DuckPlus mirrors DuckDB’s file readers while integrating with :class:~duckplus.duckcon.DuckCon. Each helper expects an open manager and returns an immutable :class:~duckplus.relation.Relation with cached metadata. The functions—covering file readers and extension-backed connectors—live in :mod:duckplus.io and register automatically on every DuckCon instance, so you can call them directly from the connection manager without importing the module. They intentionally avoid **kwargs so editor completions surface every DuckDB option.

from pathlib import Path

from duckplus import DuckCon

manager = DuckCon()
with manager:
    relation = manager.read_csv(Path("data.csv"), header=True)
    print(relation.columns)

Because the helpers register automatically, persisting results is just as easy when chaining to the relation-level writers:

with manager:
    relation = manager.read_parquet(Path("data.parquet"))
    relation.append_csv(Path("report.csv"))
    relation.write_parquet_dataset(
        Path("dataset"),
        partition_column="country",
    )

CSV reader#

:meth:duckplus.io.read_csv exposes DuckDB’s table-function keywords without using **kwargs so IDEs surface every option.
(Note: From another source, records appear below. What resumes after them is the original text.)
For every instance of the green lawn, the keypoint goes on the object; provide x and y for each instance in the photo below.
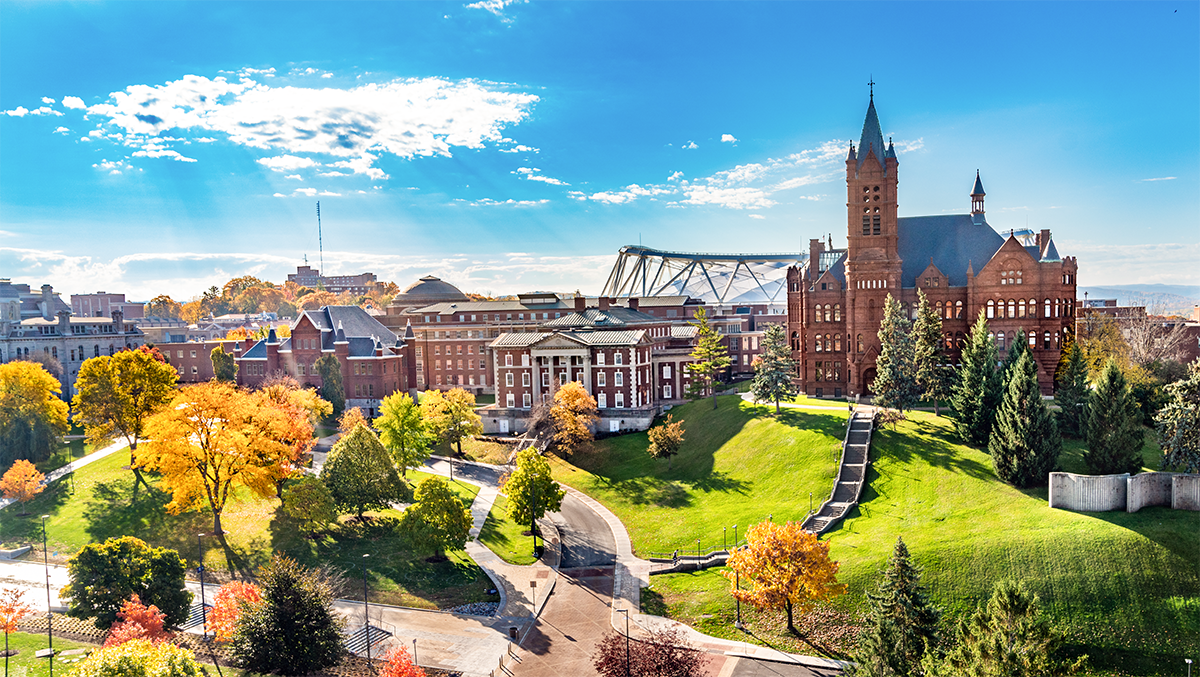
(1126, 587)
(106, 504)
(504, 537)
(737, 466)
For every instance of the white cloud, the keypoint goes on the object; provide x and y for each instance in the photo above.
(286, 162)
(534, 174)
(353, 127)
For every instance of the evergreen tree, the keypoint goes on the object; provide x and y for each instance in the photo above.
(977, 391)
(1179, 424)
(895, 384)
(774, 371)
(901, 624)
(1114, 425)
(1025, 442)
(711, 358)
(935, 373)
(1072, 393)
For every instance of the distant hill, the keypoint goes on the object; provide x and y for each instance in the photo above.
(1168, 299)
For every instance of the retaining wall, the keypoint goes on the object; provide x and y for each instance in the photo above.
(1089, 493)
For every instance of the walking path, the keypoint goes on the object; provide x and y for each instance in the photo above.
(54, 475)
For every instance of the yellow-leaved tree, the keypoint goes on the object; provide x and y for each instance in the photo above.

Aliases such as delim and quote match DuckDB’s own names, and DuckPlus raises a descriptive error when both the canonical and alias form are supplied for the same argument.

Key options include:

  • columns and dtype for explicit column typing.
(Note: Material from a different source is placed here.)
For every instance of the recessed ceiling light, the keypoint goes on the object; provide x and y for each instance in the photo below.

  • names and na_values to override column names and null sentinels.

  • filename=True to append the absolute path of each input file.

with manager:
    relation = manager.read_csv(
        Path("transactions.csv"),
        delimiter="|",
        header=True,
        na_values=["NA", ""],
        filename=True,
    )

Pass lazy=True to stream large CSVs lazily—DuckPlus will propagate the parameter to DuckDB, allowing you to chain transformations before triggering materialisation.

Parquet reader#

:meth:duckplus.io.read_parquet mirrors DuckDB’s keyword arguments, including union_by_name, filename, and hive_partitioning. Passing a directory with directory=True loads all *.parquet files by default.

with manager:
    relation = manager.read_parquet(
        [
            Path("/data/sales_2024.parquet"),
            Path("/data/sales_2025.parquet"),
        ],
        union_by_name=True,
        filename=True,
    )

JSON, Arrow, and database connectors#

The IO module extends to DuckDB’s JSON readers, Arrow integration, and community-extension backed connectors like Excel and nano-ODBC. Each helper keeps parameters explicit so scripts remain self-documenting. Highlights include:

  • :func:duckplus.io.read_json for line-delimited JSON, with maximum_depth and format options mirroring DuckDB’s table function.
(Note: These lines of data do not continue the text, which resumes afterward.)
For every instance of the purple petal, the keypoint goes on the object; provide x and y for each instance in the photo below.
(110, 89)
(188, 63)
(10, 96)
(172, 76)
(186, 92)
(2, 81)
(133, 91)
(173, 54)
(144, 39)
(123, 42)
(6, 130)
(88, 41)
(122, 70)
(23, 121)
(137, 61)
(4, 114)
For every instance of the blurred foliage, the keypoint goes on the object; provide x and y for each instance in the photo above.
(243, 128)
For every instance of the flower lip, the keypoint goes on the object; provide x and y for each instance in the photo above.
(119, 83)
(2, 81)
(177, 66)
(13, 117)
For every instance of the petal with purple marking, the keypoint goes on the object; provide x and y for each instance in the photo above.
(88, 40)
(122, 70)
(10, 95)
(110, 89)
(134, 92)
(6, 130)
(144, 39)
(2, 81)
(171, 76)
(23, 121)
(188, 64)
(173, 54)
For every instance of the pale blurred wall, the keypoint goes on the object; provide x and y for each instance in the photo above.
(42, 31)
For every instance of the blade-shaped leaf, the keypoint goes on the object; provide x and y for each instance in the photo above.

  • :func:duckplus.io.read_arrow for zero-copy reads from Arrow datasets or pyarrow.dataset.Dataset objects.

  • :func:duckplus.io.read_odbc_query and :func:duckplus.io.read_odbc_table for nano-ODBC queries and scans.

  • :func:duckplus.io.read_excel for Excel workbooks, which will automatically install the excel extension when missing.

Consult the docstrings in :mod:duckplus.io for the full argument lists. When an extension is required, DuckPlus will attempt to install it automatically or raise an actionable message if the environment is offline. Call manager.apply_helper("read_csv", ...) to route through the bound helper directly, or pass overwrite=True to :meth:DuckCon.register_helper <duckplus.duckcon.DuckCon.register_helper> if you need to replace the defaults with a custom implementation.

Composing with custom helpers#

:class:DuckCon <duckplus.duckcon.DuckCon> exposes :meth:~duckplus.duckcon.DuckCon.register_helper and :meth:~duckplus.duckcon.DuckCon.apply_helper so you can wrap bespoke data sources. Register a callable that accepts the open connection, then return a DuckPlus relation to remain within the immutable flow:

def read_yaml(connection, path):
    return connection.sql("SELECT * FROM read_json(? ::VARCHAR)", [str(path)])

manager.register_helper("read_yaml", read_yaml)

with manager:
    relation = manager.apply_helper("read_yaml", Path("data.yaml"))

The returned relation captures metadata like any built-in reader, so downstream validation and schema utilities continue to work.